Critics of this approach argue that its “insurmountable wall” is “symbolic reasoning, the capacity to manipulate symbols in the ways familiar from algebra or logic. As we learned as children, solving math problems involves a step-by-step manipulation of symbols according to strict rules (e.g., multiply the furthest right column, carry the extra value to the column to the left, etc.).”
Such reasoning would enable logical inferences that can apply what has been learned to unprogrammed contingencies, thus “completing patterns” by connecting the dots.

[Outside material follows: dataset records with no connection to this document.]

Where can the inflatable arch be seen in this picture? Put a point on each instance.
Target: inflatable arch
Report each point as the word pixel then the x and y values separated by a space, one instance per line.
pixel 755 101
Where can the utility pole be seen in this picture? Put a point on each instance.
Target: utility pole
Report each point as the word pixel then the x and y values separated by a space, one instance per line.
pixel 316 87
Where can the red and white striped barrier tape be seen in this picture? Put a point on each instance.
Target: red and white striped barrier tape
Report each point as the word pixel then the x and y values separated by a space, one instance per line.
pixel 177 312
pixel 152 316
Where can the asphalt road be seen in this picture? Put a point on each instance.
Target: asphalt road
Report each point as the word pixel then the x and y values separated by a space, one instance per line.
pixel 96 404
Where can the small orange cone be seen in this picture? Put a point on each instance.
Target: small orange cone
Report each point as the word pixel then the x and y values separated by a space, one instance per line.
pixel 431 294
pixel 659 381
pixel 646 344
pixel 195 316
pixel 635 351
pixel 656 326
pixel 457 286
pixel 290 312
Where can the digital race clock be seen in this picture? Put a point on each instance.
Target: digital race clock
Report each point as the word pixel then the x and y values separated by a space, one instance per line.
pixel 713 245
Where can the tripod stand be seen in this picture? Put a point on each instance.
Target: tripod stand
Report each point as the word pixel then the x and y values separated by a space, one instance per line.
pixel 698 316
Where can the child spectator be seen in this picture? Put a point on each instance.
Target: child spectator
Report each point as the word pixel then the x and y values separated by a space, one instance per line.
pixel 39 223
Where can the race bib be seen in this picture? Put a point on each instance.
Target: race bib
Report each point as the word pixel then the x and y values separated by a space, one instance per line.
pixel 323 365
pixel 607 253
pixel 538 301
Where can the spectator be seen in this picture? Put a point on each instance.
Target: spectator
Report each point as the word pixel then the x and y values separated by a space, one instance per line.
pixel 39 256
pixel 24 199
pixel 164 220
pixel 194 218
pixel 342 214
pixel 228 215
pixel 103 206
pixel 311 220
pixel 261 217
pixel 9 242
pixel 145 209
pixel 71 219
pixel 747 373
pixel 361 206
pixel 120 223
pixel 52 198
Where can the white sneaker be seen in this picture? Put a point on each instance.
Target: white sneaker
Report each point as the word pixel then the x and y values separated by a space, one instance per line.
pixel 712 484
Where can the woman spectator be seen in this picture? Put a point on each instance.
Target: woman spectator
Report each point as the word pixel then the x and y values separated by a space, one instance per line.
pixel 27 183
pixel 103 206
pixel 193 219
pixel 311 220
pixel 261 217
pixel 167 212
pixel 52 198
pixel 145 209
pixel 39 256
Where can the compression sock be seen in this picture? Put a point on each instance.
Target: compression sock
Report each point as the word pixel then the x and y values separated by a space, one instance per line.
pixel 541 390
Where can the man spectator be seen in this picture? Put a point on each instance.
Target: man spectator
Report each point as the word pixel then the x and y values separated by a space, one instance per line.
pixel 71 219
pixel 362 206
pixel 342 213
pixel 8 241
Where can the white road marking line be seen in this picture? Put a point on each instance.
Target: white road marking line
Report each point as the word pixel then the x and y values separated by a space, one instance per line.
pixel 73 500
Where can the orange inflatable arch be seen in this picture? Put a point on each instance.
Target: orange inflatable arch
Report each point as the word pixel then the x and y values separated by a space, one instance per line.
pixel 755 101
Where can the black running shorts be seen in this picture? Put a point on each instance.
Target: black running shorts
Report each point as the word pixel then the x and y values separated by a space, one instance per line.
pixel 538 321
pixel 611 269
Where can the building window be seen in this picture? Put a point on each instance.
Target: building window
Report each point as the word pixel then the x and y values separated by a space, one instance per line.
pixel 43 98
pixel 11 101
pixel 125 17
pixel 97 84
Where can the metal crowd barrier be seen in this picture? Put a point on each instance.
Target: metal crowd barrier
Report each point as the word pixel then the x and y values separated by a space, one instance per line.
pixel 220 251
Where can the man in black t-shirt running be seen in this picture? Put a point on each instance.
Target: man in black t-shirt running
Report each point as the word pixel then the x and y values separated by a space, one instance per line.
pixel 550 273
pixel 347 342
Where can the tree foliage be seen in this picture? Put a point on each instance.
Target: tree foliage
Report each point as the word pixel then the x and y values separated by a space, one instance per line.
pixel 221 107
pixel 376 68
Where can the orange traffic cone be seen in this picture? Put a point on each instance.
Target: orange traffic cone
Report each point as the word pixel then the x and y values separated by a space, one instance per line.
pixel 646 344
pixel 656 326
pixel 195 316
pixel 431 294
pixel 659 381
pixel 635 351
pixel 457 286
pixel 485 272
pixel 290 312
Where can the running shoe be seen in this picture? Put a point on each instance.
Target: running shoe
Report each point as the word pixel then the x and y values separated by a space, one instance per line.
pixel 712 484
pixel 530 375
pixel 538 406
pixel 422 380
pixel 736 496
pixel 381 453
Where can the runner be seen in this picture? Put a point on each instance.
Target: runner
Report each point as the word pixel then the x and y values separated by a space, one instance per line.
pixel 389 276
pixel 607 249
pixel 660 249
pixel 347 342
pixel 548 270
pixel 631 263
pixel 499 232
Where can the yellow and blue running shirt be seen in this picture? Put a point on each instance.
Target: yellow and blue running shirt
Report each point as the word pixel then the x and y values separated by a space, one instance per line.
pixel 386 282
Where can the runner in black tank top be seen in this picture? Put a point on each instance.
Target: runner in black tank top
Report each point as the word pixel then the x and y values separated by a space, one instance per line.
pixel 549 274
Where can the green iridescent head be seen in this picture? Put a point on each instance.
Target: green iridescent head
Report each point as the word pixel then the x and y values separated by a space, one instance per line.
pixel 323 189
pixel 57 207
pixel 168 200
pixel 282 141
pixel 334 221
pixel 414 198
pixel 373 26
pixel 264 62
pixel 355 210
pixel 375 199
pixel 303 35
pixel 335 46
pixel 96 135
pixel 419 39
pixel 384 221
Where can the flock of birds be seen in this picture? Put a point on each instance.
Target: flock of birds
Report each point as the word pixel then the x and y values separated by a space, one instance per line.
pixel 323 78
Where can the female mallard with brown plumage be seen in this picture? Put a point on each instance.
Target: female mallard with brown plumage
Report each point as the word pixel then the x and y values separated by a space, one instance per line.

LeCun and Browning argue that, as with the evolution of the human mind itself, in time and with manifold experiences, this ability may emerge as well from the neural networks of intelligent machines.
“Contemporary large language models — such as GPT-3 and LaMDA — show the potential of this approach,” they contend. “They are capable of impressive abilities to manipulate symbols, displaying some level of common-sense reasoning, compositionality, multilingual competency, some logical and mathematical abilities, and even creepy capacities to mimic the dead. If you’re inclined to take symbolic reasoning as coming in degrees, this is incredibly exciting.”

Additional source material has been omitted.